In a statement Reading said it "strongly opposes" PDRs as they can lead to people living in areas considered "wholly inappropriate" as a place to live, due to noise, disturbance and air quality issues, leading the council to "pick up the pieces at public expense".
The council added that flats which were previously office accommodation are "often substandard, poor-quality conversions", with too many of the homes being one-bedroom or studio flats, "completely ignoring" the identified need for different sized homes set out in the council's Local Plan.
It also claimed that PDR is estimated to have cost the town nearly 600 new affordable homes, along with the loss of at least £3.5 in off-site contributions to affordable housing.
The council noted that a further £4m in planning fees and education, leisure and transport contributions, had been lost since 2013.
The liberalised planning rules came into force in August 2021 when the Government created a new class of permitted development, after inserting "Class MA" into Part 3 of Schedule 2 to the Town and Country Planning (General Permitted Development) (England) Order 2015.
The class permits the conversion of commercial buildings, including office blocks, to housing without planning permission.
Since then, a number of councils have attempted to disapply Class MA for selected areas by making an immediate direction under Article 4(1) of the General Permitted Development Order.
However, the Secretary of State for Levelling Up, Housing and Communities retains powers to modify or cancel Article 4 directions.

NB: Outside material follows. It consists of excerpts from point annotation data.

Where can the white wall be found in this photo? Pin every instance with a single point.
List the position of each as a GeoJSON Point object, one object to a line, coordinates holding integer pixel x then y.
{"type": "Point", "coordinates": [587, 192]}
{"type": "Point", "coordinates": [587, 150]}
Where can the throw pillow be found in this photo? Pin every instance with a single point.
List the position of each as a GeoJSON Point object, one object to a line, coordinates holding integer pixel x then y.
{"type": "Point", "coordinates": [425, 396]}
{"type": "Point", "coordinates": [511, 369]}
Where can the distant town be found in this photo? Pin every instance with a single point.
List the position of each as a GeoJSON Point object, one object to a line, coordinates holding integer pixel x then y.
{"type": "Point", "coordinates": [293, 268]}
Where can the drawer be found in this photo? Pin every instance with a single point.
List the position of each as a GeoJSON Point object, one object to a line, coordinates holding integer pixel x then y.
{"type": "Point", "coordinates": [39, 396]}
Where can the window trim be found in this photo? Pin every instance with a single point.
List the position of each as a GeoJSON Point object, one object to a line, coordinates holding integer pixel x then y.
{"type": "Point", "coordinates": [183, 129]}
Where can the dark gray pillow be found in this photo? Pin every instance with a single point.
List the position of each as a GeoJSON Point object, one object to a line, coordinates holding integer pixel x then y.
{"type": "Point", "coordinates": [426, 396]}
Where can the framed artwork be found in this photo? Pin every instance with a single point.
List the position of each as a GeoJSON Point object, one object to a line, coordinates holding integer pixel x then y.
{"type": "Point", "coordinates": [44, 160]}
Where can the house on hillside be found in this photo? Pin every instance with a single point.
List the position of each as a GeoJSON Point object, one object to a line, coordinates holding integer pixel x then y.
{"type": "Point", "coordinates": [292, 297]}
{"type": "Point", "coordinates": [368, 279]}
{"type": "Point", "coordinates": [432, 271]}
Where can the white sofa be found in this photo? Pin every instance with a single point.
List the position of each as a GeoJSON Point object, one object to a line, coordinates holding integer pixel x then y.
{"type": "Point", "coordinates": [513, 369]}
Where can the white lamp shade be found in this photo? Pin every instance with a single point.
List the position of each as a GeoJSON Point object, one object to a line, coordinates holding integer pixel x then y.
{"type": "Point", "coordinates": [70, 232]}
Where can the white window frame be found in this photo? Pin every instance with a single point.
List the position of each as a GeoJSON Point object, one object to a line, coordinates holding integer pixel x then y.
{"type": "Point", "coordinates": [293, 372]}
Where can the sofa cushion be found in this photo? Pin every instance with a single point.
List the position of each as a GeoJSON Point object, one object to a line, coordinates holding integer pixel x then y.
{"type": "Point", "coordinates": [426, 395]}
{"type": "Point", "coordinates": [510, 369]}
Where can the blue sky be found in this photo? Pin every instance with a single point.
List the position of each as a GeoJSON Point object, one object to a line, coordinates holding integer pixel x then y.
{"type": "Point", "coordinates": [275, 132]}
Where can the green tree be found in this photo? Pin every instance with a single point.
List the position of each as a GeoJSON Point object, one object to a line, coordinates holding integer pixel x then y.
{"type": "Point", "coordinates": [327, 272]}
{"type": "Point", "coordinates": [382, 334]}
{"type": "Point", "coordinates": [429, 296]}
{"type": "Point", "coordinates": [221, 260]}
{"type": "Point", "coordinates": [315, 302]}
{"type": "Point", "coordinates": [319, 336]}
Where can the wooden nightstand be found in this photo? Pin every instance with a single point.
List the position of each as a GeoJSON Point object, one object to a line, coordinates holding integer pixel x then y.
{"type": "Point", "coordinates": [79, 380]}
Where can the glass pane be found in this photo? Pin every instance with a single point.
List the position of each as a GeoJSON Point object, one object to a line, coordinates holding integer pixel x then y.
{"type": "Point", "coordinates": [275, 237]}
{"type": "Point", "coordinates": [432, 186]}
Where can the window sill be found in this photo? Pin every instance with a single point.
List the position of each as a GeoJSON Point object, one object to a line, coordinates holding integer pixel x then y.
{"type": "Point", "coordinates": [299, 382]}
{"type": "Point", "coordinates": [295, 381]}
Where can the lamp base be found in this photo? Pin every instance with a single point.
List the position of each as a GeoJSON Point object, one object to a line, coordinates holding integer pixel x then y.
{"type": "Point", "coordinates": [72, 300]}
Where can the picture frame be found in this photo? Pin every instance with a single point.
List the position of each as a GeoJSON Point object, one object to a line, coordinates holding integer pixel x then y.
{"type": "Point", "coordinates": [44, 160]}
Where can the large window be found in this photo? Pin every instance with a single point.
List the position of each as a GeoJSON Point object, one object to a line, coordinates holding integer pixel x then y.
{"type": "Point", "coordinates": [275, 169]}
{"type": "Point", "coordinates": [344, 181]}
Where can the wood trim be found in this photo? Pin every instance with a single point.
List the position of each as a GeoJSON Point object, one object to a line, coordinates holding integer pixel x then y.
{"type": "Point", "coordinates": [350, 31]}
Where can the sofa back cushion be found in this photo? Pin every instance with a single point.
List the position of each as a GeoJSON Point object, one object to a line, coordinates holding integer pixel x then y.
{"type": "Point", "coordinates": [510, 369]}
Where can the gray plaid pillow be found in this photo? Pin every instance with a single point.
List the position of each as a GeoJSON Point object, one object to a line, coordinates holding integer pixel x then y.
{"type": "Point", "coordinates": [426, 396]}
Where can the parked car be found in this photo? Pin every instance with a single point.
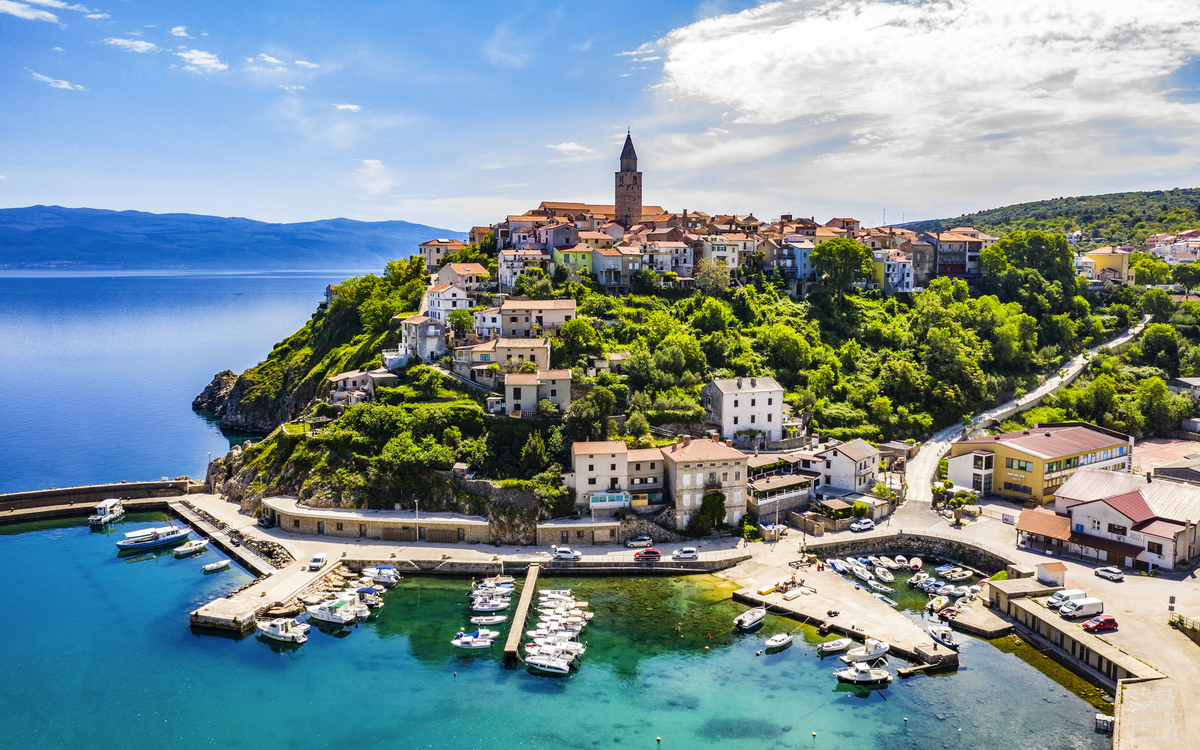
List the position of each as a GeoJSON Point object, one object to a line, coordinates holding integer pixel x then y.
{"type": "Point", "coordinates": [1113, 573]}
{"type": "Point", "coordinates": [1101, 624]}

Currently, more than 10 Article 4 directions have been modified.
Last week (18 October), Welwyn Hatfield Borough Council, Harlow Council and Lambeth Council became the latest local authorities to have their efforts to block office conversions curtailed.
In each case, the Government modified the Article 4 direction for either not taking "a sufficiently targeted approach in the assessment of the need to protect local amenity or the well-being of the area" or not taking "a sufficiently targeted approach in the assessment of the wholly unacceptable adverse impacts of the permitted development right in each location".
Reading noted that it had engaged in discussions with the Department for Levelling Up, Housing and Communities (DLUHC) and submitted further evidence to reduce the scope of its original proposals.
It said that while no response has yet been forthcoming from Government, "the DLUHC has advised the best approach is to proceed with the Article 4 Direction, and the Secretary of State can cancel the direction if they choose to".
Cllr Leng said: "Having seen first-hand the detrimental impact the use of these planning laws can have on communities, Reading is now taking a stand".
"Owners and developers have been riding roughshod over the views of neighbours and the local planning process for too many years. Their motivation is profit and they often have little or no interest in the views of people who live in the vicinity of these developments."
He later added: "This is about fairness and ensuring all developments go through the correct democratic planning process, which should be the same process whether you are an owner or a larger developer."